Hi,
We have a feature that if you do:
m_MyGUiLayer = GetComponent<GUILayer>();
if it turns out there was no GUILayer component, if you later use m_MyGUILayer, instead of getting a NullReferenceException (what you might expect as a c# dev), you get:
MissingComponentException: There is no 'GUILayer' attached to the "Directional Light" game object, but a script is trying to access it.
You probably need to add a GUILayer to the game object "Directional Light". Or your script needs to check if the component is attached before using it.
NewBehaviourScript.Start () (at Assets/NewBehaviourScript.cs:10)
We are able to give a much better error message that contains the type of the component that was requested, the gameobject name of the gameobject that apparently didn't have the component, and it also has "context" of that gameobject, so if you click this message in the console window, the editor will actually "ping" the gameobject in question. We do this only in the editor.
Awesome.
This feature comes at a (editor-only) cost of a c# allocation for that error message string (as well as the fake-null-object that holds the string). Every week, we get a bugreport about "GetComponent() is allocating, this is madness!" from folks that (probably) don't realise that this allocation only happens in the editor.
We're debating wether or not this error message provides enough value compared to cost it brings. (costs: apparently users getting confused about it a lot, us having to deal with a flow of bugreports about it, editor-allocation patterns being different from the player).
Options on the table are:
- Drop the feature, and make GetCompoment() return a normal null instead.
- add GetComponent(bool niceErrorMessageWhenNotFound = true), so that if you care about not having the allocation in the editor, you can tell us to not mak eit.
- not do anything about it.
- fake it, and internally mark this allocation as editor-only, and then have the profiler actually hide the allocation.
I'd love to hear from users if they have ever found the MissingComponentException to be especially helpful, and in which scenarios that was, and how one's workflow would be negatively affected by no longer having this detailed exception.
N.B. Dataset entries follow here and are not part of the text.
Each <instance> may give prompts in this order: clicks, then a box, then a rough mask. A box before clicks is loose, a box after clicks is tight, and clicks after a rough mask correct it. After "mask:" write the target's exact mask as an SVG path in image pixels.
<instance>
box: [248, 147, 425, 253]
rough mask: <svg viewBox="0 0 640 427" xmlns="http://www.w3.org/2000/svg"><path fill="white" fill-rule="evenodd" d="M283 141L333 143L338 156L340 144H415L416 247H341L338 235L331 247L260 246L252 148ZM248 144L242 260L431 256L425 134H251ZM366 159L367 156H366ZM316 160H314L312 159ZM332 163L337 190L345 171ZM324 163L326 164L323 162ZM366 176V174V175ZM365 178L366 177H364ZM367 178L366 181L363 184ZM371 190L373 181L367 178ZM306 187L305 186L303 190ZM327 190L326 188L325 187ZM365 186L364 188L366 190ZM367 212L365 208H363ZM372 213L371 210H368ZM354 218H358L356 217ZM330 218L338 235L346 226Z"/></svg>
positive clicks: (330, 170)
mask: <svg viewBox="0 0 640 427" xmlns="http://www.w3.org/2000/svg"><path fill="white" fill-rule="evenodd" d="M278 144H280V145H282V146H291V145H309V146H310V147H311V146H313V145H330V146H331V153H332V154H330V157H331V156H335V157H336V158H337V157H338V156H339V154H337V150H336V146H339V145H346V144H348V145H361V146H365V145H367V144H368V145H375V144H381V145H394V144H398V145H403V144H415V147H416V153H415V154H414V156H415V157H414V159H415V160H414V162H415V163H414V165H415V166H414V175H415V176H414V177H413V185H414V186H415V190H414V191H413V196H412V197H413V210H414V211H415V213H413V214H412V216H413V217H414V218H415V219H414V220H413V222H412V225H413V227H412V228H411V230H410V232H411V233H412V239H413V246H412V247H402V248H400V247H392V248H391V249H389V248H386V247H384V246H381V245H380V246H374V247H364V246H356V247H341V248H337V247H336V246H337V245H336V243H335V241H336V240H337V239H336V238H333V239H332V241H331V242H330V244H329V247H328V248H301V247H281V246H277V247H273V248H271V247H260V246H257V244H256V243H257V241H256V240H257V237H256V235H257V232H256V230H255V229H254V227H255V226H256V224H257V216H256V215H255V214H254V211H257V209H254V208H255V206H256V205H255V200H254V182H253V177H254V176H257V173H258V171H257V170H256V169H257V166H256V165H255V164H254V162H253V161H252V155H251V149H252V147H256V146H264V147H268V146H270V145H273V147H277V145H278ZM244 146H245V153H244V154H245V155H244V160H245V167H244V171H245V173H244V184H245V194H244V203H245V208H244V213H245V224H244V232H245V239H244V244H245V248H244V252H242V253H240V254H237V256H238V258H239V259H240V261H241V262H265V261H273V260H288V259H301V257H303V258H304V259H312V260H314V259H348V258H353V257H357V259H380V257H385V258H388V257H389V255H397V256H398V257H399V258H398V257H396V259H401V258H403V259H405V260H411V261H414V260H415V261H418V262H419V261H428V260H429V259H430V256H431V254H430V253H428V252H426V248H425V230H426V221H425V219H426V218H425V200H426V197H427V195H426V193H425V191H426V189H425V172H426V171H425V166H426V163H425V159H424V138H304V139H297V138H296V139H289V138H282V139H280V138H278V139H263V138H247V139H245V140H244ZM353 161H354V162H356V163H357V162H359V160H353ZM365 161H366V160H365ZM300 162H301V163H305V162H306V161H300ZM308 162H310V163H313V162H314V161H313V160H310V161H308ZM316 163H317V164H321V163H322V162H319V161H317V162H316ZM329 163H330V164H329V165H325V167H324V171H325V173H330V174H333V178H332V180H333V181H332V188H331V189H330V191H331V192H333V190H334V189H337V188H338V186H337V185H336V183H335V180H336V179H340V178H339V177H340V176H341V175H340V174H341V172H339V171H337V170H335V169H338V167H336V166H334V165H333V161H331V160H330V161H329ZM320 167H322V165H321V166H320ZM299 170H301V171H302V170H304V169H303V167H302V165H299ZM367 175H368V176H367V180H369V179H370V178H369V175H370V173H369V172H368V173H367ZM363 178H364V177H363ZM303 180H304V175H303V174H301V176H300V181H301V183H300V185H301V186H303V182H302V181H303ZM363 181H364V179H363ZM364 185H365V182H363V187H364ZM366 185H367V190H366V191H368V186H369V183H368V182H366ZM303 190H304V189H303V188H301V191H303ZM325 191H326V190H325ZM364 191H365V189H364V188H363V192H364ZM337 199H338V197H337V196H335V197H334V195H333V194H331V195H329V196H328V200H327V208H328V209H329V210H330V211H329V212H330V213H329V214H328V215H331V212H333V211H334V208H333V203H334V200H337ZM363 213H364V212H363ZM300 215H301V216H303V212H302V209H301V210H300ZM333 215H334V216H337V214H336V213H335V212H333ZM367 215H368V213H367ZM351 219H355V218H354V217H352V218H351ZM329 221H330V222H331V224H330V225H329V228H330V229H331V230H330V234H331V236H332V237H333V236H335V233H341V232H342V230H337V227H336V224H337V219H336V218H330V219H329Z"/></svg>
Thanks, Lucas (you can reply here, or on twitter @lucasmeijer)
Hi,
From a point of view where many users are not experts, I would make it as an option so that middleware publishers can provide a good feedback and keep themselves out of the loop on such problem, else we always get users getting back to the Author to complain on something that is really a scene setup issue.
It's always good to have information, why rely on expertize and painful debugging sessions when the log can lift any guess work on the issue. The fact that is behaves differently in Editor and at Runtime is another part of the problem, and I don't see this as a reason to remove this feature all together.